MIT Research Shows New Magnetic State That Could Aid Quantum Computing 49
alphadogg writes "Researchers at MIT and other institutions have demonstrated a new type of magnetism, only the third kind ever found, and it may find its way into future communications, computing and data storage technologies. Working with a tiny crystal of a rare mineral that took 10 months to make, the researchers for the first time have demonstrated a magnetic state called a QSL (quantum spin liquid), according to MIT physics professor Young Lee. He is the lead author of a paper on their findings, which is set to be published in the journal Nature this week (abstract). Theorists had said QSLs might exist, but one had never been demonstrated before. 'We think it's pretty important,' Lee said, adding that he would let his peers be the ultimate judges."
Re:Not real practical (Score:5, Interesting)
Entanglement is the splitting of a bit of quantum information across two interactions. Neither of the two interactions can possibly have any effect on the other; all that happens is that the entangled measurements from both interactions sum to zero. Every interaction between particles either creates entanglement or destroys it or performs some combination of the two.
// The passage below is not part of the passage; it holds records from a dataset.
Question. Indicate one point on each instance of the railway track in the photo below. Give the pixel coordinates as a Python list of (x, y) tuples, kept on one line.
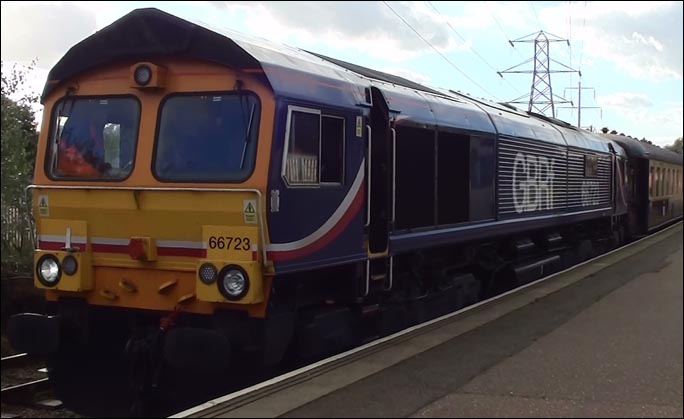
[(31, 391), (227, 406)]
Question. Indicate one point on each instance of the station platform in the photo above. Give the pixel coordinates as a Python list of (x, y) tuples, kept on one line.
[(603, 339), (608, 345)]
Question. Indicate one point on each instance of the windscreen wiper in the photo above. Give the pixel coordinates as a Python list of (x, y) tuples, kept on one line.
[(249, 129)]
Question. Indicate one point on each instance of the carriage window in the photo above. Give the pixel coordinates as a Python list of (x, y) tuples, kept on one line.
[(93, 138), (208, 137), (315, 148)]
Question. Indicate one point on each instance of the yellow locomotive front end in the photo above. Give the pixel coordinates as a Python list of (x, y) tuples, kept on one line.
[(148, 198)]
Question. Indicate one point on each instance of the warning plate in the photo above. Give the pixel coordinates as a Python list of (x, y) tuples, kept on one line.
[(249, 211), (43, 206)]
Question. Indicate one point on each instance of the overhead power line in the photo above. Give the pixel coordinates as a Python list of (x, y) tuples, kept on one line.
[(472, 48), (438, 52)]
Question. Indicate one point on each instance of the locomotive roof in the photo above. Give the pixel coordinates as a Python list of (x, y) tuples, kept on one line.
[(153, 33), (639, 149)]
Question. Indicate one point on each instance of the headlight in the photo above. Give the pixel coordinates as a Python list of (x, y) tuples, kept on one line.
[(142, 75), (69, 265), (48, 270), (207, 273), (233, 282)]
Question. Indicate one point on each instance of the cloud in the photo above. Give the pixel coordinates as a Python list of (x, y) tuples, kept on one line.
[(43, 31), (643, 39), (369, 27), (641, 117), (625, 100)]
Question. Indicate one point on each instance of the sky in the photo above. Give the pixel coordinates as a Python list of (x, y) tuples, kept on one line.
[(629, 53)]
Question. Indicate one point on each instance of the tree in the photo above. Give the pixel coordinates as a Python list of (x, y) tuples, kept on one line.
[(18, 139), (676, 146)]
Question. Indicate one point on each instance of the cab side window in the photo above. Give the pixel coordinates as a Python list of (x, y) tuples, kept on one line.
[(315, 148)]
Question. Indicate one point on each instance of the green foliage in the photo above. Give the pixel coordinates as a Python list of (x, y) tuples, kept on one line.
[(19, 138)]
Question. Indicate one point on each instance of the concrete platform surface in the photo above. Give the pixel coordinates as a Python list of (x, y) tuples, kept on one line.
[(609, 345)]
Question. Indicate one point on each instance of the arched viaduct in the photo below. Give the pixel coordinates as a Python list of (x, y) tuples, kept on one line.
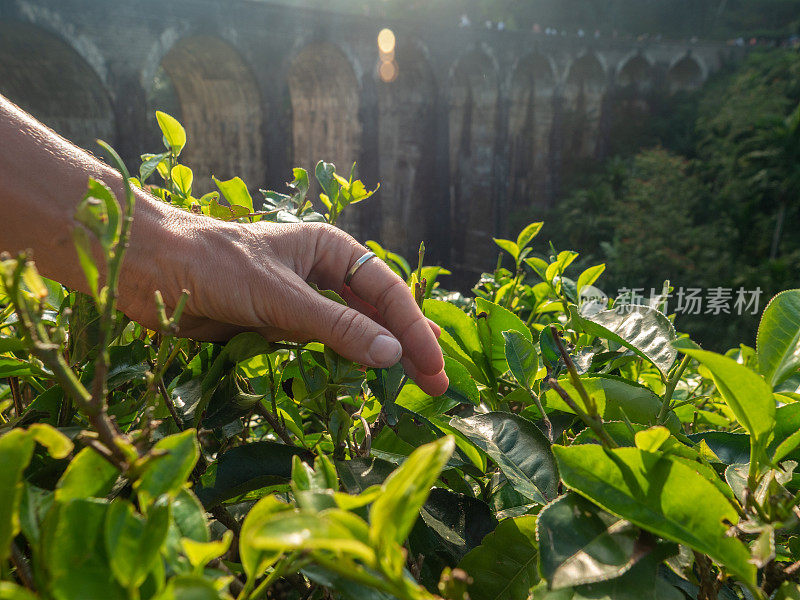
[(476, 122)]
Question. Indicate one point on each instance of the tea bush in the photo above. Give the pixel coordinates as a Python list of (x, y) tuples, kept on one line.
[(584, 449)]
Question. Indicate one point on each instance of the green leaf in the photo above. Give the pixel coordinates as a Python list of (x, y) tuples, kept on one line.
[(386, 387), (57, 444), (523, 361), (99, 212), (150, 163), (580, 543), (504, 566), (11, 591), (202, 553), (745, 392), (462, 387), (324, 172), (333, 530), (519, 448), (450, 526), (168, 474), (459, 338), (236, 193), (255, 561), (182, 177), (613, 398), (87, 475), (659, 494), (644, 330), (509, 247), (16, 449), (132, 542), (405, 491), (526, 235), (174, 133), (493, 320), (651, 439), (190, 587), (83, 246), (245, 468), (74, 551), (589, 276), (778, 340)]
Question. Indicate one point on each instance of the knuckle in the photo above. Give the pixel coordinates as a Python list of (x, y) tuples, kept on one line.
[(348, 324), (391, 295)]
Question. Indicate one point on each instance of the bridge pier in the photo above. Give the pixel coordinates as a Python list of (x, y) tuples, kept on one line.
[(477, 123)]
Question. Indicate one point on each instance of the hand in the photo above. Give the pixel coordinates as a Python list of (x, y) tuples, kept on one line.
[(255, 278)]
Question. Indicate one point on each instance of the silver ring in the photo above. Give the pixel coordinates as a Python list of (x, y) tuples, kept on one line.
[(356, 265)]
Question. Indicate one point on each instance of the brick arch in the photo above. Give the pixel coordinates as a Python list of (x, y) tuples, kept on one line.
[(324, 98), (584, 89), (635, 71), (685, 73), (474, 95), (532, 87), (407, 134), (207, 83), (47, 77)]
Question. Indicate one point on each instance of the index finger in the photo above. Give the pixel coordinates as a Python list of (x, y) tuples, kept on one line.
[(375, 283)]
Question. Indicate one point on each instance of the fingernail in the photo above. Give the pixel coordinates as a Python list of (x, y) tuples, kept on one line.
[(385, 350)]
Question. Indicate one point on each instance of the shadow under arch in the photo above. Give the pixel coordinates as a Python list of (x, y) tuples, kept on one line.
[(584, 90), (530, 123), (44, 76), (474, 91), (637, 71), (407, 141), (324, 96), (685, 74), (207, 83)]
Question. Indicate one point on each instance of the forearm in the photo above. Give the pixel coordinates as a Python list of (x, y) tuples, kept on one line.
[(42, 179)]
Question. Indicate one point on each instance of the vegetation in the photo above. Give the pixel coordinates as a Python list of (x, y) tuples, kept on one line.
[(706, 192), (584, 449)]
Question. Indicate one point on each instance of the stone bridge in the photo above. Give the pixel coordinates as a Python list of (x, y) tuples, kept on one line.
[(459, 126)]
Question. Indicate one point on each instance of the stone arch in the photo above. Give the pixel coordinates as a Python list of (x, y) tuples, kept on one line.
[(206, 83), (584, 89), (474, 91), (324, 96), (407, 135), (530, 119), (46, 77), (635, 71), (685, 73)]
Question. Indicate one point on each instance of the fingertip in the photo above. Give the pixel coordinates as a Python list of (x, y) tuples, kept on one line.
[(437, 331), (433, 385), (384, 351)]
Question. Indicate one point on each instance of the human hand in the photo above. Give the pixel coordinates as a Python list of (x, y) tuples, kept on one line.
[(255, 277)]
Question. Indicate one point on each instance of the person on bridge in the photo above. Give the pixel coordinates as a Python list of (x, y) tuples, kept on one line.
[(241, 277)]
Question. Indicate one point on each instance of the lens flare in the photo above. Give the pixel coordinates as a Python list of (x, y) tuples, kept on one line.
[(386, 41), (388, 71)]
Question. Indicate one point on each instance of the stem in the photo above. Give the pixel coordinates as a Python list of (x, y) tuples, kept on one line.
[(279, 570), (347, 570), (670, 389), (13, 383), (23, 568), (546, 418), (595, 425), (591, 407), (273, 421)]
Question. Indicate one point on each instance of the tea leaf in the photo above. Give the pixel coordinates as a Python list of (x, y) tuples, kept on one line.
[(659, 494), (519, 448), (174, 133), (778, 340)]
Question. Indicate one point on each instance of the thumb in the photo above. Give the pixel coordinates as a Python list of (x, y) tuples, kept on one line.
[(350, 333)]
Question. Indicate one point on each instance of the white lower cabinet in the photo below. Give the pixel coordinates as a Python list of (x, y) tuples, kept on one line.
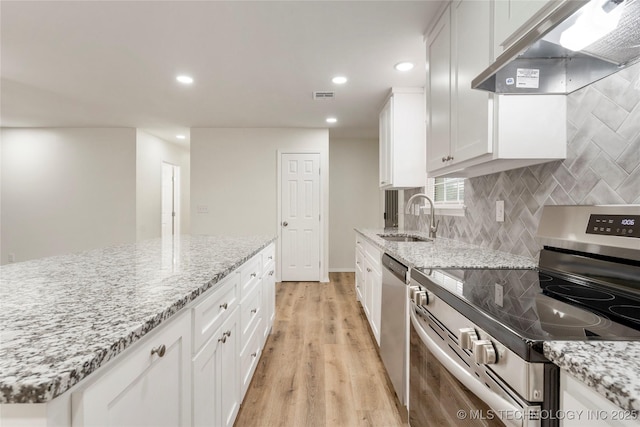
[(268, 290), (369, 283), (148, 386), (192, 371), (216, 376)]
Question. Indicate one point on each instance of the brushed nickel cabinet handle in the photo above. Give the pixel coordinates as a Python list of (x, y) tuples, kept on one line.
[(160, 350)]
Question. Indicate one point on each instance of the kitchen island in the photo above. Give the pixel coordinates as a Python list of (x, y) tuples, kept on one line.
[(443, 253), (64, 317)]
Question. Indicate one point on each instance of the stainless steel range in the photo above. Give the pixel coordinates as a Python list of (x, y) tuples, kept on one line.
[(476, 336)]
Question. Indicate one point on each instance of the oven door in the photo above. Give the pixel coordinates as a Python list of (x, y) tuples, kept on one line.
[(443, 391)]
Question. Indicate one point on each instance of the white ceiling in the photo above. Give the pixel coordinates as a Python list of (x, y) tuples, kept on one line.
[(255, 64)]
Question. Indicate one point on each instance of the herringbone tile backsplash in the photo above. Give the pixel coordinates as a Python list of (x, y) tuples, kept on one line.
[(602, 167)]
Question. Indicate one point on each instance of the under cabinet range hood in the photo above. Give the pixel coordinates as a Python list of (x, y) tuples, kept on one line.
[(549, 59)]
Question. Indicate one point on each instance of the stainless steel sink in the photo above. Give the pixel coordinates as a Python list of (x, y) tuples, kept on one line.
[(398, 238)]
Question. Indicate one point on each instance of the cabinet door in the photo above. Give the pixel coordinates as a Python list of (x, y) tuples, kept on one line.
[(369, 286), (376, 303), (471, 48), (385, 141), (144, 387), (439, 92), (360, 269), (229, 371), (269, 299), (216, 376)]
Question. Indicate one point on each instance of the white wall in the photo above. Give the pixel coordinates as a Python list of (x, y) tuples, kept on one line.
[(234, 174), (354, 197), (66, 190), (151, 151)]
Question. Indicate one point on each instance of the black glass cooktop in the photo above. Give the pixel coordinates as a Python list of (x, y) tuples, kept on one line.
[(533, 306)]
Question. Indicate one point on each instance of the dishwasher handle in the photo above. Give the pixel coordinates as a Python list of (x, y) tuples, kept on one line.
[(395, 267)]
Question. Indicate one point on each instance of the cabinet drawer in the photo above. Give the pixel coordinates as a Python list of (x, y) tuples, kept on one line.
[(251, 312), (250, 274), (209, 314), (150, 385), (268, 257), (249, 359)]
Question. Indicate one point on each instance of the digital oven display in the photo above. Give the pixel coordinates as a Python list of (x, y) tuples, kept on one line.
[(614, 225)]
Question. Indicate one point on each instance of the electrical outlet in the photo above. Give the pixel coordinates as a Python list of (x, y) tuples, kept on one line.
[(499, 295), (500, 210)]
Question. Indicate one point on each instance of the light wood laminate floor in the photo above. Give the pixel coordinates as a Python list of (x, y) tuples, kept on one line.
[(320, 366)]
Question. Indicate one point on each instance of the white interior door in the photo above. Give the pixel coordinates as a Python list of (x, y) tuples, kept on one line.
[(300, 217), (170, 216)]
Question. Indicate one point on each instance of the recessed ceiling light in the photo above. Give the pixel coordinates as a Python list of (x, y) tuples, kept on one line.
[(185, 79), (404, 66)]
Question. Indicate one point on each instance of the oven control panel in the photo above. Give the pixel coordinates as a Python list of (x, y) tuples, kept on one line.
[(614, 225)]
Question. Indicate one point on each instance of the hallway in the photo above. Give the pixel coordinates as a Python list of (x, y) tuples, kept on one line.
[(320, 366)]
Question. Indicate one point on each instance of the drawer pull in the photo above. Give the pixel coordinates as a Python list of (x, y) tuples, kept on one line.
[(224, 337), (160, 350)]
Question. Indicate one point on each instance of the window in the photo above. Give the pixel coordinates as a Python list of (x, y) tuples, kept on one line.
[(448, 195)]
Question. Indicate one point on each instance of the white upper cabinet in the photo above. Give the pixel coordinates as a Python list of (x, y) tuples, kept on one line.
[(402, 139), (472, 132), (511, 16)]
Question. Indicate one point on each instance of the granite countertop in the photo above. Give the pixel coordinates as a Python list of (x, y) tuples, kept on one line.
[(444, 253), (63, 317), (612, 368)]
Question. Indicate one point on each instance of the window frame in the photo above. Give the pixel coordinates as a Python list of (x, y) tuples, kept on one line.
[(445, 208)]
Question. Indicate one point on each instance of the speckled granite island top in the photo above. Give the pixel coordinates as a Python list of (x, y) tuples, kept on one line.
[(443, 253), (612, 368), (63, 317)]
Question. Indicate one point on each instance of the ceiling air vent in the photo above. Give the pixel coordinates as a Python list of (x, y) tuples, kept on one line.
[(323, 95)]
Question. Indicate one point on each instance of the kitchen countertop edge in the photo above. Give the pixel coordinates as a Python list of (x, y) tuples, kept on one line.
[(43, 392), (443, 253), (597, 365)]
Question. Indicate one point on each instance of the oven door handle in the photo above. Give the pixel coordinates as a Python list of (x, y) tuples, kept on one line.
[(495, 402)]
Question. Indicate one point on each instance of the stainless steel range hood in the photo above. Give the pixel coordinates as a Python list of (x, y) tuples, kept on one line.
[(538, 64)]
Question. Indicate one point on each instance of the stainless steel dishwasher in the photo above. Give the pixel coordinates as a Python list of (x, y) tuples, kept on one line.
[(393, 324)]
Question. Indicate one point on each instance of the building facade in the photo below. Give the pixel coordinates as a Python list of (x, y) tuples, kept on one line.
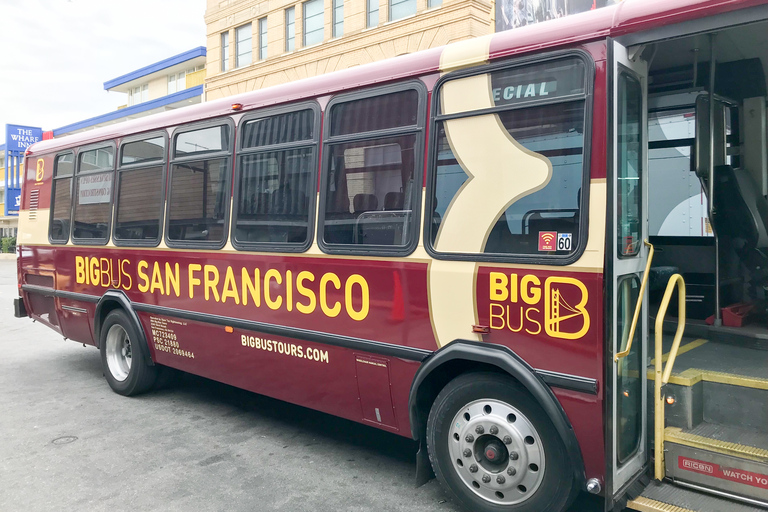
[(253, 44)]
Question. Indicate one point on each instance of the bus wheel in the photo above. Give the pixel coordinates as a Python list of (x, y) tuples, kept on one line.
[(122, 356), (493, 447)]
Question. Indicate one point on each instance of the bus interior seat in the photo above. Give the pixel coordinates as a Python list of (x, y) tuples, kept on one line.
[(394, 201), (365, 203)]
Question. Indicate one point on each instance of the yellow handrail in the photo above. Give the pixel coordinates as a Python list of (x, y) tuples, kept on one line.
[(639, 305), (662, 377)]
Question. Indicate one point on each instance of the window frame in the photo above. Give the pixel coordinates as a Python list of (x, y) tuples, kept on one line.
[(76, 175), (227, 154), (289, 39), (238, 64), (225, 51), (54, 179), (417, 130), (129, 167), (436, 117), (286, 247)]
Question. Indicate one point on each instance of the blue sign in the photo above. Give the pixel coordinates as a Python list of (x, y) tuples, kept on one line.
[(17, 140)]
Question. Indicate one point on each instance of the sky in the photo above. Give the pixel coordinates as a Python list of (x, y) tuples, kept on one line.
[(57, 54)]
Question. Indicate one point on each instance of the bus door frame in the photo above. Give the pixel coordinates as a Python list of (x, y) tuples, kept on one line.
[(626, 61)]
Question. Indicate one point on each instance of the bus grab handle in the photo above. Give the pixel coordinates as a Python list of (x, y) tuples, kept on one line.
[(639, 305), (662, 378)]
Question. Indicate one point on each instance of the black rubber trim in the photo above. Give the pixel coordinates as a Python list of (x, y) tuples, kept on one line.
[(505, 359), (374, 347), (122, 299), (567, 381), (50, 292)]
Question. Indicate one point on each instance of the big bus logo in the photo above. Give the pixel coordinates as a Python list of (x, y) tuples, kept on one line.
[(516, 305), (562, 317)]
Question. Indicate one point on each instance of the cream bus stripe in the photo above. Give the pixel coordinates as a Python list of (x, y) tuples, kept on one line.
[(471, 52)]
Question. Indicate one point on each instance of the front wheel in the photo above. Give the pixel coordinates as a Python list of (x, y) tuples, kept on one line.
[(493, 447), (122, 356)]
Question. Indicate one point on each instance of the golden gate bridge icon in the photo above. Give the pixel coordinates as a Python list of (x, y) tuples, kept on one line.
[(558, 310)]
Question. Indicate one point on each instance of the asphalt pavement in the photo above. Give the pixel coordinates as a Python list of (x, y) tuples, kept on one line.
[(67, 442)]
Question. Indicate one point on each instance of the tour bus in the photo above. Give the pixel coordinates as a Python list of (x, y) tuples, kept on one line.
[(477, 246)]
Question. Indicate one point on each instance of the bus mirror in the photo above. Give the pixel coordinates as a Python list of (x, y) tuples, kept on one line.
[(702, 134)]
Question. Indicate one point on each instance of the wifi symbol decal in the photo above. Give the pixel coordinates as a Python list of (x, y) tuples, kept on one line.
[(547, 240)]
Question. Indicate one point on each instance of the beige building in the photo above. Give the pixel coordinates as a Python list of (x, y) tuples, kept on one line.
[(253, 44)]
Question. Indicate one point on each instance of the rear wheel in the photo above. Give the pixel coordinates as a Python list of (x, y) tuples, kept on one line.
[(495, 449), (123, 357)]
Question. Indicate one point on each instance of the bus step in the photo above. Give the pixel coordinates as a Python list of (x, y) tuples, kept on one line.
[(720, 458), (668, 497)]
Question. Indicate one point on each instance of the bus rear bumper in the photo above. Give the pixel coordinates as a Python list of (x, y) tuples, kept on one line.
[(19, 310)]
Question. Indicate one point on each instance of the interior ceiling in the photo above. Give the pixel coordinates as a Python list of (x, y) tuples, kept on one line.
[(737, 43)]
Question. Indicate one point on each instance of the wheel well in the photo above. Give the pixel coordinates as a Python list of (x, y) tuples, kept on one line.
[(106, 308), (437, 380)]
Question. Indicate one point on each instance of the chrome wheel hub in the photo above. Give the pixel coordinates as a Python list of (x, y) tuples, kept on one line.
[(118, 352), (496, 452)]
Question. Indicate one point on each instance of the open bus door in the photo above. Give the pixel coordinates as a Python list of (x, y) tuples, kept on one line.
[(627, 256)]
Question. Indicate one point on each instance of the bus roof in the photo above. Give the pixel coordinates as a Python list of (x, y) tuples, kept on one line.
[(627, 17)]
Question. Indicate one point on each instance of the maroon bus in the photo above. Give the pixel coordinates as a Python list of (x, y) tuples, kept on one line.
[(457, 246)]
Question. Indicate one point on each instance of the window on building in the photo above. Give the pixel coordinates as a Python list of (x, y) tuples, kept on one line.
[(313, 22), (199, 195), (290, 29), (93, 193), (275, 186), (63, 170), (263, 38), (225, 51), (370, 187), (244, 46), (338, 18), (372, 13), (138, 94), (541, 111), (401, 8), (140, 192)]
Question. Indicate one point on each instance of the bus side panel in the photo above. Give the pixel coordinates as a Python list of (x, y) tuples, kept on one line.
[(585, 412), (318, 376)]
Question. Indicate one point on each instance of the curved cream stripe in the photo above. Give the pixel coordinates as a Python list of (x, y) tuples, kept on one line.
[(500, 171)]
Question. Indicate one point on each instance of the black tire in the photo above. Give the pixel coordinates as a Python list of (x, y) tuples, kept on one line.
[(125, 369), (554, 487)]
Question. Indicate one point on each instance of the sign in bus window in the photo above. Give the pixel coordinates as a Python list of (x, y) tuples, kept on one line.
[(93, 193)]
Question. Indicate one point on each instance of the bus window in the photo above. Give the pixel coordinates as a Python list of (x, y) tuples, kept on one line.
[(93, 190), (140, 192), (542, 109), (276, 181), (370, 185), (629, 170), (61, 211), (199, 187)]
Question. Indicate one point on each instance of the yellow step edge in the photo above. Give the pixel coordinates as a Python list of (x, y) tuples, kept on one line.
[(648, 505), (694, 375), (676, 435)]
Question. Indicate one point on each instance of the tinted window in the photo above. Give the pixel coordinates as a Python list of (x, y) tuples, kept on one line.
[(370, 184), (378, 113), (93, 193), (546, 138), (207, 140), (198, 201), (275, 187), (62, 198), (143, 151)]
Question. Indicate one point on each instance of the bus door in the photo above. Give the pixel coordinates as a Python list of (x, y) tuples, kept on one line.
[(627, 229)]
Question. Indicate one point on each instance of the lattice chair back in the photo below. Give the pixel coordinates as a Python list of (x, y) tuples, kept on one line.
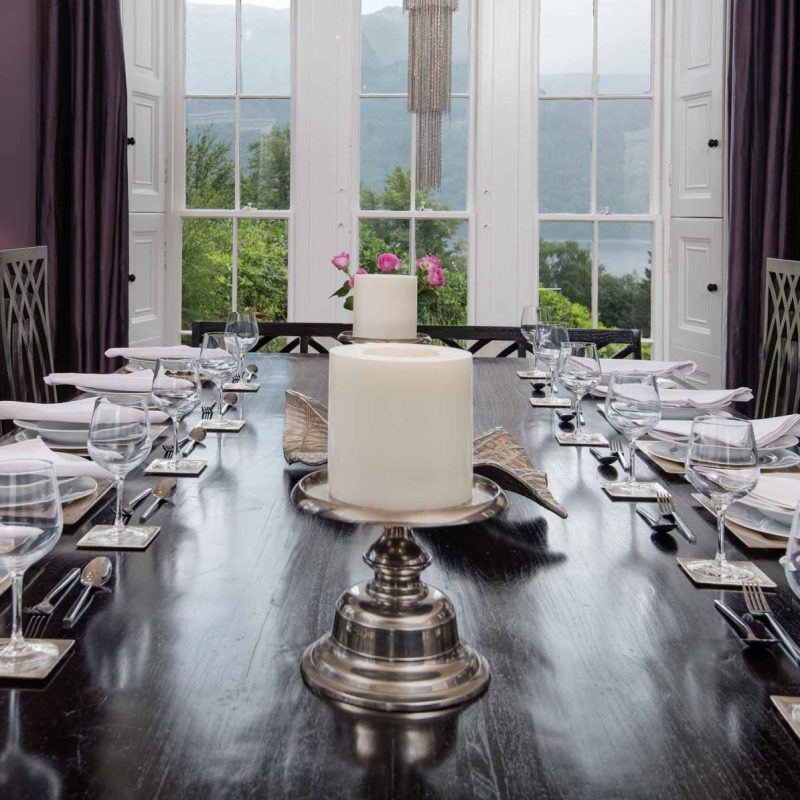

Consider that they must sum to zero in every frame of reference under General Relativity: no interaction can determine the results of another because then there would exist some frame of reference where the effect would precede the cause.
That's the bonkers thing about entanglement: it implies determinism but also sidesteps it at the same time.
SUPERCONDUCTIVITY? (Score:2, Interesting)
Could this quantum spin liquid somehow help create room temperature superconductors? Because I once read that the formation of magnetic vortices is one of the things that helps to disrupt superconductive flow as temperature and current increase. But if this spin liquid were to keep all the magnetic spins randoma and unaligned, maybe this could suppress those vortices from forming?